Fiancée’s appeal for paralysed Lusitania diver

DIVING NEWS

Fiancée’s appeal for paralysed Lusitania diver

Kim Martin X

Kirstin Chadwick and Kim Martin.

A Canadian technical diver has been left paralysed after missing a decompression stop while surfacing from the 91m-deep wreck of the Lusitania – and his fiancée is stepping up efforts to raise the money to repatriate him. 

Kim Martin was part of a dive-group on a 10-day trip to Ireland in early August, and was due to get married a week after returning to Canada. His fiancée Kirstin Chadwick has remained with him at University Hospital Galway ever since he was injured, and an appeal for help to get him home has been issued on her behalf.

On 8 August an unexplained incident prevented Martin, an experienced wreck-diver, from carrying out his last decompression stop. He was treated at the surface before being airlifted to a hyperbaric chamber and then placed on life-support in hospital.

In an update in late August, appeal organiser Pat Shannon said that Martin’s “condition is improving daily and we believe he will continue to improve over time” but added that his recovery was “not a sprint – it is going to be a marathon”. The appeal has so far raised around a quarter of its $100,000 target.

Martin holds the Canadian Medal of Bravery, awarded in 1996 for rescuing another diver. The man had become separated from his dive-buddy in a submerged cave in Ontario and was believed dead, but despite being inadequately equipped Martin had entered the cave and helped to bring him back out.

The Cunard liner RMS Lusitania was torpedoed by a German U-boat in 1915 en route from New York to Liverpool, with the deaths of almost 1200 passengers and crew. The wreck lies 11 miles south of the Old Head of Kinsale, and was said to have been the last of Martin’s bucket-list of iconic wrecks he wanted to dive.

27 September 2019

In a related development, an Irish heritage group working to set up a Lusitania museum in Kinsale has claimed that artefacts remaining on the wreck, including up to 24 paintings by famous artists, are in danger of being lost forever as its condition deteriorates.

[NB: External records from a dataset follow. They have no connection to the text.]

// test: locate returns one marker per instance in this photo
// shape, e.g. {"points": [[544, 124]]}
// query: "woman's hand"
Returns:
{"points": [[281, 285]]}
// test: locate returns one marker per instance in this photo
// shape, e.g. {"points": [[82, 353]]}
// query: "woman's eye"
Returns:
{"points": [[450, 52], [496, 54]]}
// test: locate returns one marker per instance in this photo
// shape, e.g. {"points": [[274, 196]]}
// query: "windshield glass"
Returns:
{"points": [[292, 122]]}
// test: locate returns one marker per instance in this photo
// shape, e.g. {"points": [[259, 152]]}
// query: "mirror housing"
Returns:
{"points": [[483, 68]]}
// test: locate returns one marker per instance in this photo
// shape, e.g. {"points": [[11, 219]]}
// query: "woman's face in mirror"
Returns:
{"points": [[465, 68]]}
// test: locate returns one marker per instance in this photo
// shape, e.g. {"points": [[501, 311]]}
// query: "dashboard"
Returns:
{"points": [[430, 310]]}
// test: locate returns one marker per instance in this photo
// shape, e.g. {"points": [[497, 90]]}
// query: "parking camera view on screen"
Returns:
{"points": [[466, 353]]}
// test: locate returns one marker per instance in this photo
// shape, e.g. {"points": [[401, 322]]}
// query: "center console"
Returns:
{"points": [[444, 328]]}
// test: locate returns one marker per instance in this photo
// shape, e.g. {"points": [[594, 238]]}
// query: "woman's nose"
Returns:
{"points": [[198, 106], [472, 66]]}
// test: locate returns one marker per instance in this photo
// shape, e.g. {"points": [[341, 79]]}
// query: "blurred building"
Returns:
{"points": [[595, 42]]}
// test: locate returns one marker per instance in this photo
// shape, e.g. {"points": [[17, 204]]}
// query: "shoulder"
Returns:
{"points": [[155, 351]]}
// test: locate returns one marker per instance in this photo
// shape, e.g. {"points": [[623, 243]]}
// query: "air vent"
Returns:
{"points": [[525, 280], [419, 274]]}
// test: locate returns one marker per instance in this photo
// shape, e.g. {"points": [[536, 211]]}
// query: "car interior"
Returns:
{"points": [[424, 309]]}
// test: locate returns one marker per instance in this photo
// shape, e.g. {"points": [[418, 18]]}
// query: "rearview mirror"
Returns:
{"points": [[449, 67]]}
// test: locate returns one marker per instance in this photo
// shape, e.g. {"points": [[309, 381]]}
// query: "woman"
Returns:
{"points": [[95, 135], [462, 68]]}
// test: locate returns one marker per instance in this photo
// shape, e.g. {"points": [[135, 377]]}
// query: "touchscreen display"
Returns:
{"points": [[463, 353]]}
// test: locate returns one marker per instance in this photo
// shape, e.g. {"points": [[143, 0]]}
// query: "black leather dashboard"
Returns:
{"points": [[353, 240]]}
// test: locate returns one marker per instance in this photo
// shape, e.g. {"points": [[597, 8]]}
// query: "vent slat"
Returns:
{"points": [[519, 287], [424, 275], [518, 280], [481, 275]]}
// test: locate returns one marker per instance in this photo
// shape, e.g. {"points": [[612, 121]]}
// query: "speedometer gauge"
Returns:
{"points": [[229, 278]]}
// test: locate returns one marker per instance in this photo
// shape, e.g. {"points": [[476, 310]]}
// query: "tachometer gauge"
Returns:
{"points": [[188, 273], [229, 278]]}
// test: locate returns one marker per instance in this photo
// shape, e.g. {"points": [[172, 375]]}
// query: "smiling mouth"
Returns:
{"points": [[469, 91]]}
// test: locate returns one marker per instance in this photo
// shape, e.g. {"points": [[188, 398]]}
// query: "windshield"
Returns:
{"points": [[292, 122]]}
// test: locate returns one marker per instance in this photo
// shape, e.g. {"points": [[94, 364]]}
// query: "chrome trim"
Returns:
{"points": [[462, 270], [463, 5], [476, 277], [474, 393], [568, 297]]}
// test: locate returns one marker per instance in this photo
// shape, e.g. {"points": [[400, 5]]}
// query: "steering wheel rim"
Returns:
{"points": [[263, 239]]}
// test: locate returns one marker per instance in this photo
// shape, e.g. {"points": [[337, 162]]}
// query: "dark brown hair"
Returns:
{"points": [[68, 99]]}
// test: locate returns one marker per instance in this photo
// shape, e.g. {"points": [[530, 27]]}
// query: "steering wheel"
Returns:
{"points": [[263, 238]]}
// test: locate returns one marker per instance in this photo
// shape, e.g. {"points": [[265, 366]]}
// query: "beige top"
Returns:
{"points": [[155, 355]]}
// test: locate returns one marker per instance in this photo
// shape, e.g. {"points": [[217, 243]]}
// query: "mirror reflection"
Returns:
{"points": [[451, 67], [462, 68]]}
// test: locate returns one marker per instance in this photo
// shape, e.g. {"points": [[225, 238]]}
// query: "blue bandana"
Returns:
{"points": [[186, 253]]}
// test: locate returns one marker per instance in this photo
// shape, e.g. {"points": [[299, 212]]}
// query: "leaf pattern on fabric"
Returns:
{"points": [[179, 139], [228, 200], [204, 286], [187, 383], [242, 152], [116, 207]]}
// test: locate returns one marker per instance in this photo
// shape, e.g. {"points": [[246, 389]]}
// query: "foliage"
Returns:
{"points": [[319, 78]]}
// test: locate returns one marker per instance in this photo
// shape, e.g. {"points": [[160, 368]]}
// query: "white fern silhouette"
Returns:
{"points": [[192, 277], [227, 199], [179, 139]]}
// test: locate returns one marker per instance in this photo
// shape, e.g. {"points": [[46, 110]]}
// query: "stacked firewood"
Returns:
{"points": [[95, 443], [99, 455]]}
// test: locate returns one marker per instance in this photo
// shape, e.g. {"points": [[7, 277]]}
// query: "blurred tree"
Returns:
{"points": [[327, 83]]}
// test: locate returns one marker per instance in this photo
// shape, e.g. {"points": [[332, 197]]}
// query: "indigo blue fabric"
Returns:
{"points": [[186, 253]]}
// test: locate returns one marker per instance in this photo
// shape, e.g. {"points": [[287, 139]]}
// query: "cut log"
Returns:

The paintings, by artists such as Monet, Rembrandt and Rubens and valued at £266 million, belonged to art-collector Hugh Lane, who died in the sinking.

The Lusitania Museum/Old Head Signal Tower Heritage Company says that the works were in watertight lead tubes, so could be restored. However it has now warned that the steel structure of the wreck is disintegrating and collapsing in on itself.

Divernet reported in May that the projected museum had been gifted future ownership of the Lusitania by long-time US owner Greg Bemis, and was calling on the Irish government to ease the way for licensed divers to recover artefacts.

The wreck is protected as a war grave under Ireland’s National Monuments Acts.